Mery Jane amava la pioggia.
Era stata una di quelle bambine a cui la vita insegna subito la differenza fra chi chiude gli occhi per dormire, e chi li chiude per poi non aprirli più. Sapeva anche che il genitore non era sempre il buono, che per chi alza le mani le scuse valgono ben poco, e che se ti dicono che mamma è partita per un viaggio molto lungo probabilmente stai facendo compassione a qualcuno.

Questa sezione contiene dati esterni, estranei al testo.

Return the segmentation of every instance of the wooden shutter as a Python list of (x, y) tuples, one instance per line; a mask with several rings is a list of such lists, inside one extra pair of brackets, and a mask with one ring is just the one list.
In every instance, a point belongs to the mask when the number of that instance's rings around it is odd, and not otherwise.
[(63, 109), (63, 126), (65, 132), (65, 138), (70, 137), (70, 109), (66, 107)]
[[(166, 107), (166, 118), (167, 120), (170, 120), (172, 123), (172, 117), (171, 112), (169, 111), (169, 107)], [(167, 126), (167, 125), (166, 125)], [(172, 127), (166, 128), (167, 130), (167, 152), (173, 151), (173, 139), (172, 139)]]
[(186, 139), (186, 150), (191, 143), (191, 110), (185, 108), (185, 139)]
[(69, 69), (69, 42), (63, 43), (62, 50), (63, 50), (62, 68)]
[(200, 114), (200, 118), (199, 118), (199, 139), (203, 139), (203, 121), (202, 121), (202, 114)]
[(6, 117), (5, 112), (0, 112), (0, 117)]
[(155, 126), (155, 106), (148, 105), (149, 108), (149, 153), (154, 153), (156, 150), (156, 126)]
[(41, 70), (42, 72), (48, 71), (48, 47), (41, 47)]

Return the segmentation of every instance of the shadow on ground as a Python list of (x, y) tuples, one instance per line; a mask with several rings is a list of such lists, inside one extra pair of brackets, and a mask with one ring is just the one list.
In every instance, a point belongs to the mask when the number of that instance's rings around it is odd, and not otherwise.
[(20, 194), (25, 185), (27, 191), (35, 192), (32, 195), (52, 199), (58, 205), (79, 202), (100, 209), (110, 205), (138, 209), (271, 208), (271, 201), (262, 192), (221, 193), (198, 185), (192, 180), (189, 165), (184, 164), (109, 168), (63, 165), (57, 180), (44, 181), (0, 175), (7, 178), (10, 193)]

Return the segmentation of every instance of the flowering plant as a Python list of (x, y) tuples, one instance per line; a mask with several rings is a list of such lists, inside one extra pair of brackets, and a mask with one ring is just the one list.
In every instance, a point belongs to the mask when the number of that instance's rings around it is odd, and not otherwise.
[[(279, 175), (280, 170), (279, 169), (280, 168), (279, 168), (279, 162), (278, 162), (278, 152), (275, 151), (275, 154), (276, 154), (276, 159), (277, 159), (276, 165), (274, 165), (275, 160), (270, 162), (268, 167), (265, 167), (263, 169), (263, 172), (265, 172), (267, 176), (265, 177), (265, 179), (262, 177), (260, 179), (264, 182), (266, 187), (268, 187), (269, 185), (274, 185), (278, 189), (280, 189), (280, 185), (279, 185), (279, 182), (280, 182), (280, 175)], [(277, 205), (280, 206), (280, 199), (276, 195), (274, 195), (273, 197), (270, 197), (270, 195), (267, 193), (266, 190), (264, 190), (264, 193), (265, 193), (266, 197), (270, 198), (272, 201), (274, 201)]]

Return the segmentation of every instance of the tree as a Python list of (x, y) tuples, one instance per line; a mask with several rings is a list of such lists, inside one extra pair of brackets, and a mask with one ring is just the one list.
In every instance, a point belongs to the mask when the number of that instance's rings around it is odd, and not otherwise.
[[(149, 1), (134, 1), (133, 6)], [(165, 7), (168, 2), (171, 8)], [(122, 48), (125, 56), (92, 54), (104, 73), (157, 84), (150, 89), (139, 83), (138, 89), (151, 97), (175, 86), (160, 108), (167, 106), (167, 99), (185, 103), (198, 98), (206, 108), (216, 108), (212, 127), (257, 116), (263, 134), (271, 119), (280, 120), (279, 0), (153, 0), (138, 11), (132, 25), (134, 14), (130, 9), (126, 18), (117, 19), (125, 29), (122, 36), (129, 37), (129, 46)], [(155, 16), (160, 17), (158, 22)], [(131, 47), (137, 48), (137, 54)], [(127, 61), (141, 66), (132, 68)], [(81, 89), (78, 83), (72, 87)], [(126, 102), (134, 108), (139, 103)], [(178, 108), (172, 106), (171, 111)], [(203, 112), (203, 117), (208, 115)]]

Ma non importa, questa è un'altra storia, perché Mery Jane, assieme alla sfortuna di esser nata in un campo di battaglia, portava con se la consapevolezza di poter affrontare tutto. La sconfitta non era concepita, le lacrime facili considerate un insulto alle corazze come lei.
Così, se la guardavate fra i banchi di scuola, potevate ammirare una ragazza dai lunghi capelli rossi con l'espressione fiera di una leonessa. Se non coglievi il marchio della vittoria, quella scintilla invisibile nascosta fra le ciglia, una ragazza mediamente felice che stava crescendo. Una ragazza come tante, quindi.
Ma Mery Jane non lo era affatto, perché il suo punto debole la rendeva speciale.
Quando grossi lampi argentati squarciavano il cielo plumbeo, mentre copiose gocce bagnavano l'asfalto e il vento scuoteva le chiome degli alberi, nulla poteva scostare Mary Jane dalla finestra. Se l'incontravate per strada e le offrivate un ombrello, vi avrebbe risposto che di fronte a tutta quella grandezza, un misero ombrello non avrebbe potuto far altro che volar via come una foglia secca.
Un pomeriggio d'autunno si trovava in un parco vicino casa. Portava a spasso Pippo, il suo cucciolo di dalmata. Quelli erano i momenti che più amava della giornata, quando il crepuscolo dipingeva tutto di rosso e arancio, l'aria si faceva più fresca e Pippo la deliziava con le più mere dimostrazioni di affetto e innocenza.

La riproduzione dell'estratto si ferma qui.